Tuesday, April 26, 2011

Underground as Unintentional Archive

Found here.
Philosophy has a physical effect in New York. Everyone is trying to make his or her mark on the town, and that's evidenced literally throughout the city - in the form of everything from high-end advertisements that cover entire building facades to tiny, consistent mustache graffiti. Even our litter and noise pollution is in its way a record of our existence. Something perhaps about the unlikeliness of being noticed amps up our urge to issue notice.

In this sense, it is unsurprising to point out that these collections of marks-on-the-world tend to congregate and compile in the city's underground. Some of this is due to drift, or the amount of daily time we spend  under the street here and in other metropolitan areas around the world, but I believe some of it is a hold over from supposedly long-lost instincts. From the caves at Lascaux to Plato's allegory of the cave, enclosed spaces have held a fascination for our creative impulses since our first recorded expressions. In many ways it just makes practical sense - underground is generally considered a safe repository, as far as global environments go.

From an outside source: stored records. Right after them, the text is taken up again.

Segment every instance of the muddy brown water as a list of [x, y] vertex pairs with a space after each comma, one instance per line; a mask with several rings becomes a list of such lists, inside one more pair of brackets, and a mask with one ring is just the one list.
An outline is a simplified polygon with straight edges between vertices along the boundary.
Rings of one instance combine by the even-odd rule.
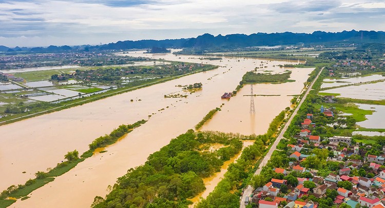
[[[76, 149], [84, 152], [93, 139], [109, 133], [119, 125], [147, 119], [149, 115], [154, 114], [146, 123], [105, 148], [108, 152], [87, 159], [54, 181], [32, 192], [30, 198], [19, 200], [12, 207], [89, 207], [95, 196], [104, 197], [108, 193], [107, 186], [113, 185], [128, 169], [143, 164], [150, 154], [168, 144], [171, 138], [193, 129], [208, 111], [224, 102], [223, 110], [203, 129], [222, 130], [222, 127], [234, 126], [230, 129], [233, 132], [263, 133], [272, 119], [290, 106], [292, 97], [285, 95], [300, 94], [303, 82], [312, 70], [291, 69], [293, 79], [298, 79], [296, 82], [261, 85], [260, 91], [255, 89], [256, 94], [265, 92], [281, 96], [256, 97], [257, 113], [255, 119], [248, 120], [250, 98], [241, 96], [247, 94], [247, 86], [229, 101], [221, 99], [221, 95], [234, 90], [243, 74], [259, 66], [261, 61], [268, 66], [263, 70], [274, 71], [283, 70], [273, 65], [287, 62], [229, 58], [224, 58], [221, 61], [201, 60], [197, 58], [199, 56], [140, 53], [132, 55], [207, 63], [222, 67], [0, 127], [0, 178], [7, 179], [0, 181], [0, 189], [4, 190], [33, 178], [34, 173], [38, 171], [54, 167], [64, 160], [68, 151]], [[164, 97], [171, 93], [183, 93], [177, 85], [200, 82], [203, 84], [202, 90], [188, 94], [186, 98]], [[293, 86], [288, 87], [288, 84]], [[259, 87], [258, 86], [256, 88]], [[293, 88], [293, 91], [287, 88]], [[131, 99], [133, 102], [130, 101]], [[238, 106], [240, 105], [246, 106], [246, 110]], [[224, 118], [221, 119], [221, 116]], [[242, 120], [241, 124], [238, 123], [240, 120]], [[26, 173], [22, 173], [23, 171]]]

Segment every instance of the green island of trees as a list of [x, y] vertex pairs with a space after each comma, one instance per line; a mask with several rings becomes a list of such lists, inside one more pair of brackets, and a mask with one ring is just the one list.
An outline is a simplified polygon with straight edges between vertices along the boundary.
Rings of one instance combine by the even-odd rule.
[[[202, 178], [219, 171], [223, 162], [241, 150], [241, 140], [250, 139], [252, 136], [190, 130], [151, 154], [144, 165], [129, 170], [105, 199], [96, 197], [92, 206], [187, 207], [192, 203], [188, 199], [205, 189]], [[224, 147], [213, 152], [202, 149], [214, 143]]]
[[8, 197], [13, 197], [16, 199], [21, 198], [22, 200], [27, 199], [28, 198], [27, 196], [34, 190], [53, 181], [55, 177], [61, 176], [69, 171], [80, 162], [92, 156], [96, 148], [106, 147], [114, 143], [120, 137], [130, 132], [134, 129], [140, 127], [146, 121], [145, 120], [142, 120], [131, 124], [121, 125], [109, 135], [95, 139], [89, 145], [90, 149], [82, 154], [80, 157], [79, 157], [79, 152], [76, 150], [68, 152], [64, 156], [64, 159], [66, 159], [67, 161], [57, 163], [55, 168], [48, 168], [47, 172], [38, 171], [35, 174], [36, 177], [35, 179], [30, 179], [24, 185], [11, 185], [7, 189], [0, 193], [0, 207], [7, 207], [16, 201], [13, 199], [7, 199]]
[[246, 72], [242, 77], [242, 84], [284, 83], [295, 81], [289, 79], [292, 72], [282, 74], [267, 74], [254, 72]]

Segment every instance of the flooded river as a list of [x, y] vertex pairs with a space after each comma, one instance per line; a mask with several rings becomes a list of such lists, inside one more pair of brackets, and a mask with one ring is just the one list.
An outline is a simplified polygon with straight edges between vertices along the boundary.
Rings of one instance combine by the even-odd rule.
[[[121, 124], [147, 119], [149, 115], [155, 114], [147, 123], [134, 129], [119, 142], [106, 148], [108, 152], [87, 159], [70, 172], [32, 192], [30, 198], [18, 201], [12, 206], [89, 207], [95, 196], [104, 197], [108, 193], [107, 186], [113, 185], [117, 178], [124, 175], [128, 169], [144, 163], [150, 154], [168, 144], [171, 138], [193, 129], [208, 111], [219, 107], [224, 101], [220, 96], [224, 92], [234, 90], [246, 71], [260, 66], [261, 61], [267, 66], [264, 69], [273, 71], [282, 70], [273, 65], [287, 63], [229, 58], [222, 60], [202, 60], [199, 56], [170, 54], [144, 55], [138, 53], [132, 55], [208, 63], [221, 67], [0, 127], [0, 177], [7, 179], [0, 181], [0, 189], [4, 190], [12, 184], [24, 183], [28, 179], [34, 178], [34, 173], [38, 171], [54, 167], [64, 160], [68, 151], [74, 149], [80, 153], [85, 151], [93, 139], [109, 133]], [[251, 127], [254, 130], [248, 128], [234, 129], [234, 132], [247, 134], [264, 133], [267, 130], [272, 119], [290, 106], [288, 101], [292, 97], [285, 96], [300, 94], [303, 82], [311, 71], [309, 69], [293, 70], [298, 70], [298, 72], [293, 71], [293, 77], [298, 77], [301, 81], [287, 84], [293, 86], [265, 85], [261, 85], [260, 92], [255, 90], [256, 94], [263, 94], [264, 92], [281, 96], [260, 97], [270, 99], [264, 101], [259, 101], [260, 97], [256, 97], [255, 117], [258, 122], [253, 125], [254, 127]], [[178, 92], [183, 93], [181, 88], [176, 86], [195, 82], [203, 84], [202, 90], [189, 94], [185, 98], [164, 98], [165, 94]], [[264, 87], [266, 89], [263, 90]], [[288, 87], [293, 88], [293, 91]], [[240, 118], [238, 117], [228, 120], [217, 118], [222, 114], [227, 116], [221, 113], [227, 110], [234, 114], [232, 116], [249, 116], [249, 107], [245, 111], [243, 108], [230, 104], [233, 101], [243, 103], [245, 98], [245, 105], [249, 105], [249, 97], [241, 96], [247, 93], [246, 88], [245, 87], [243, 90], [245, 90], [244, 93], [240, 92], [229, 101], [224, 101], [222, 111], [204, 128], [210, 129], [210, 125], [212, 125], [215, 129], [215, 127], [221, 126], [221, 124], [224, 126], [231, 123], [238, 125], [237, 123]], [[131, 99], [133, 102], [130, 101]], [[159, 111], [161, 109], [164, 110]], [[244, 120], [243, 125], [252, 126], [253, 120], [250, 119], [248, 123], [247, 119], [240, 119]], [[264, 123], [264, 127], [257, 126], [260, 123]], [[26, 173], [22, 173], [23, 171]]]

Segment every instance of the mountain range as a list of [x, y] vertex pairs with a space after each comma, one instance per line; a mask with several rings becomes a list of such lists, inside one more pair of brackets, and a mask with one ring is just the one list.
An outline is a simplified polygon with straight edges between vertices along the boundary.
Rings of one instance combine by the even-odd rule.
[[208, 49], [228, 49], [261, 46], [277, 46], [297, 44], [317, 44], [348, 42], [351, 43], [384, 43], [385, 32], [374, 31], [343, 31], [339, 32], [315, 31], [312, 33], [253, 33], [249, 35], [233, 34], [215, 36], [206, 33], [197, 37], [174, 39], [119, 41], [100, 46], [83, 45], [50, 46], [47, 48], [10, 48], [0, 46], [0, 52], [27, 51], [32, 53], [55, 53], [69, 51], [143, 49], [152, 47], [188, 48], [205, 50]]

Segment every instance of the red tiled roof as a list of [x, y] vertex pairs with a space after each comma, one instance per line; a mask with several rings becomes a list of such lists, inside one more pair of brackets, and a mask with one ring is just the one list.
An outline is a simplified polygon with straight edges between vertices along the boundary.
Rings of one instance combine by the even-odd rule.
[[377, 156], [375, 155], [368, 155], [368, 157], [371, 157], [373, 158], [377, 158]]
[[273, 183], [271, 182], [269, 182], [268, 183], [265, 184], [265, 186], [266, 187], [270, 187], [272, 185], [273, 185]]
[[341, 169], [341, 171], [345, 172], [345, 171], [350, 171], [351, 170], [349, 168], [344, 168], [343, 169]]
[[283, 169], [279, 168], [277, 168], [275, 169], [275, 170], [274, 170], [274, 171], [275, 171], [275, 172], [277, 173], [282, 173], [282, 174], [283, 174], [283, 173], [285, 172], [285, 169]]
[[320, 139], [319, 136], [314, 136], [311, 135], [309, 137], [310, 140], [319, 140]]
[[295, 201], [294, 203], [296, 204], [302, 205], [303, 206], [304, 206], [304, 205], [306, 205], [306, 202], [305, 202], [304, 201], [296, 201], [296, 201]]
[[301, 190], [301, 191], [303, 192], [307, 192], [309, 191], [309, 190], [310, 190], [310, 189], [309, 188], [303, 188]]
[[260, 200], [258, 202], [260, 204], [277, 205], [277, 202], [275, 201], [268, 201], [264, 200]]
[[284, 180], [276, 179], [275, 178], [272, 178], [272, 182], [278, 183], [283, 183], [285, 182]]
[[337, 190], [337, 192], [340, 192], [341, 193], [346, 193], [346, 192], [348, 191], [348, 190], [346, 190], [346, 189], [343, 189], [343, 188], [338, 188], [338, 189]]
[[294, 155], [296, 156], [297, 157], [299, 157], [299, 156], [301, 156], [301, 153], [299, 153], [297, 151], [295, 151], [294, 153], [293, 153], [293, 154], [292, 154], [291, 155], [290, 155], [290, 156], [292, 156], [293, 155]]
[[360, 197], [360, 200], [361, 201], [363, 201], [364, 202], [371, 203], [372, 204], [380, 201], [379, 199], [378, 199], [378, 198], [376, 198], [374, 199], [369, 199], [369, 198], [366, 198], [364, 196], [361, 196], [361, 197]]
[[293, 167], [293, 170], [298, 170], [300, 171], [303, 171], [303, 168], [299, 166], [299, 165], [297, 165], [294, 167]]
[[341, 179], [341, 180], [349, 180], [349, 179], [350, 179], [350, 177], [349, 177], [349, 176], [345, 176], [345, 175], [343, 175], [343, 176], [341, 176], [341, 177], [340, 177], [340, 179]]

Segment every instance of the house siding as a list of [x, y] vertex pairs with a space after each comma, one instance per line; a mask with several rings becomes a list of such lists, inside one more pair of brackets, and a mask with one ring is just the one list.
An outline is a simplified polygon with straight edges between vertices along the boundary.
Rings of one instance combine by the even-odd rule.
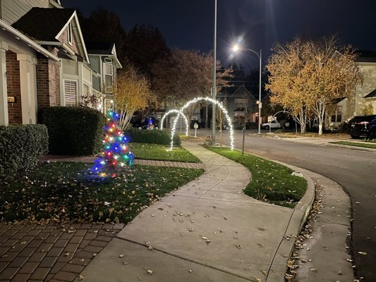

What can be surprising is when the underground serves as an archive or record without conscious effort. In many ways, we can uncover a strange archival topography underground, just by remaining observant. One of my favorite pastimes while waiting for the train is spotting remnants of the The French Connection New York amidst all the now-a-days You've Got Mail glitz. (Or for that matter, spotting the Taking of Pelham 1-2-3 underneath all the Taking of Pelham 1-2-3.) Whether you're a New York diorama artist creating a personal quasi-geological record of Canal Street, or simply a vandal exposing last week's new release under this week's newly-plastered poster, the layers of the underground are too many and varied to count.

Sometimes, whole rooms preserve whole eras. This can give us a glimpse of turn-of-the-century architecture, or even help us pinpoint the frozen year when a section was converted into unintentional archive. The possibilities are pretty endless, and who can say? In a few hundred years, our means of commute might prove our most extant public record for anthropologists. So I say: Keep making your mark.